No, she gritted her teeth. Not a deer. Something with antlers and tusks.
She finished bringing the glass to her lips, and took as defiantly casual a swig as possible. He grinned wolfishly, catching her eyes in the mirror. She rolled hers in response.
“Nice flowers,” she quipped.
“So...?” Jada finally prompted, the blithe uncaring only slightly stilted.
“Need a favor,” he drawled, his tone a masterpiece of elaborate boredom.
Jada lifted her thick, arched eyebrows in sardonic questioning.
The Suit sighed. “Let’s just say, I dropped my keys down a sewer grate and you just so happen to have arms skinny enough to fish them out.” Jada continued looking at him, already exhausted with the metaphor. “And I really want them back,” he added as if that clarified everything.

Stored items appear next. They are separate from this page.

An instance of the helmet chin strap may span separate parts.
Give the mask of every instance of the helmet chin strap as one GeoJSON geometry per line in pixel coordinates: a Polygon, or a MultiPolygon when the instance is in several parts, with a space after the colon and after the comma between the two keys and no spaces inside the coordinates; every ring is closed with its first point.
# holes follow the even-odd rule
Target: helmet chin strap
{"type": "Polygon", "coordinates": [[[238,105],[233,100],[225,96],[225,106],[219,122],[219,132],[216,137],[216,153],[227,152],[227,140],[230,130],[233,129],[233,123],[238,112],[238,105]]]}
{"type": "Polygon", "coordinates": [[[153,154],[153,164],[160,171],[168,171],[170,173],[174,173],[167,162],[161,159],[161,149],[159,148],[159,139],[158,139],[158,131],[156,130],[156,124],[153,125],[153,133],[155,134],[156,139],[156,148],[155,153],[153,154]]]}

The Suit looked at her as if she was being purposefully obtuse. “Because if not, my boss is going to have my head.”
She nearly choked. “Your boss?”
“You mean to tell me,” she hissed, her hand gripping so hard around the thick glass she thought for sure she was about to shatter it. “That I sold my soul to a devil, not the devil?”
The Suit snorted in amused disbelief. “You honestly thought the devil has time to personally broker every single little soul in the universe? Please.”
“No,” she answered firmly.
“Afraid I can’t accept that.”
“You’re the only one left...”
“... that I can offer this to,” he finished, reaching inside his suit jacket. Jada involuntarily pivoted towards him as he uncurled his fist. In his palm sat a pearly globe about twice the size of a marble.
The edges of the vague void inside her seared like a blister. She was standing at the edge of that canyon and was awed by its enormity as if for the first time. The heavy, sticky weight of missing… of longing… fell on her with the immediacy of humidity and gave her vertigo. She knew what it was.
Everything she’d gained back was suddenly found wanting against everything she’d given up. In a trance, she brushed her fingers against it. Joy, pure joy, pierced her like a bullet, like a thunderbolt, and she wept openly and unashamed at the bliss of that fraction of a second. Still hiccuping, Jada gulped down the rest of the whiskey and slammed the glass on the bar.
The Suit tucked the reliquary back inside his jacket, waving away the mildly concerned and confused bartender. He waited with wordless patience for Jada to regain her composure. “So we have a deal?” he asked, pushing his own untouched tumbler towards her. The gesture might have been confused with graciousness if he hadn’t looked so damn pleased with himself.
Jada glanced up at her reflection. She took in her ruined mascara and the harrowing hunger carved across her face for a heartbeat. Maybe less. “Dirty pool,” Jada answered flatly.
“Ain’t that always the way?” he agreed.
Jada snorted. She downed the proffered whiskey and tried to ignore how The Suit’s smug grin looked more relieved than triumphant as she did so.